Ecrans brouillés.
Mes yeux, dans le même état. J’ignore où je me trouve, je suis entouré de télévisions analogiques don les écrans grésillent en monochrome. C’est obscur, asphyxiant. La pièce est si étroite que je n’ai qu’à tendre les bras pour atteindre les deux murs qui se font face. Mais je suis paralysé. Je ne peux bouger aucuns de mes membres, j’ignore comment je respire. Le sol est jonché de journaux, des images surtout, et de gros caractères. Un tapis de feuilles mortes. La saccade des écrans me donne le vertige. Tout s’accélère et j’ai l’impression que l’espace dont je dispose rétrécit.

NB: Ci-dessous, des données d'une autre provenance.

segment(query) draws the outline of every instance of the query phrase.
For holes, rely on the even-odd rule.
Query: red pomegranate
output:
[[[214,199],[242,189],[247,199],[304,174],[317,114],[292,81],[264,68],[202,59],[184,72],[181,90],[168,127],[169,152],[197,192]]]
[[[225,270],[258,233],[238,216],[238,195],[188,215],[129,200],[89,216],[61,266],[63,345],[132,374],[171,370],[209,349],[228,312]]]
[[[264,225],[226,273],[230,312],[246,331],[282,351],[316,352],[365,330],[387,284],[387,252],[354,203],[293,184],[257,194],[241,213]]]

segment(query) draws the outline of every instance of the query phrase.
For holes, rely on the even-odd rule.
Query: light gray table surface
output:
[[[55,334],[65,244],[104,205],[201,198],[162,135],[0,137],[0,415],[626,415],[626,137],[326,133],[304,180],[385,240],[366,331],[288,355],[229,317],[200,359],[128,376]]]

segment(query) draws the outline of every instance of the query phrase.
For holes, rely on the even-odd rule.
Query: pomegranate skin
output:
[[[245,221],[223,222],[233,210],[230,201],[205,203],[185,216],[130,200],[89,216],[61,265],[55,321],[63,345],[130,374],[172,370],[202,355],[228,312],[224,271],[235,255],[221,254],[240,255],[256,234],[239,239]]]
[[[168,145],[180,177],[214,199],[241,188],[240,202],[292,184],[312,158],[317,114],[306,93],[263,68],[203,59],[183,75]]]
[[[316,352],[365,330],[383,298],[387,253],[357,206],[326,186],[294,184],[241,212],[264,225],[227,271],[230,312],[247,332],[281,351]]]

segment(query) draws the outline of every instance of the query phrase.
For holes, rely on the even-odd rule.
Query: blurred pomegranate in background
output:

Il n’y a aucune porte. Aucune échappatoire. Je voudrais mourir. Je ferme les yeux. Une décharge de courant me rouvre les paupières instantanément. Puis deux. Puis trois. Comme si j’avais besoin de ça pour ouvrir les yeux. L’agitation régulière des téléviseurs s’interrompt, un message s’affiche, clignotant. J’ai la respiration en pointillés et de l’eau froide qui perle sur mon front.
« You’re guilty »
C’est comme une aiguille dans ma peau. Une piqûre de rappel. Ça résonne en moi, comme un écho dans une pièce vide. C’est ça, je me sens vidé. Je hais celui que je suis devenu. Ce que j’ai fait de ma vie, et à quel point j’ai changé celle des autres. Je ne suis pas le pire, je ne suis qu’une griffe du monstre mais je ne suis pas pour autant innocent.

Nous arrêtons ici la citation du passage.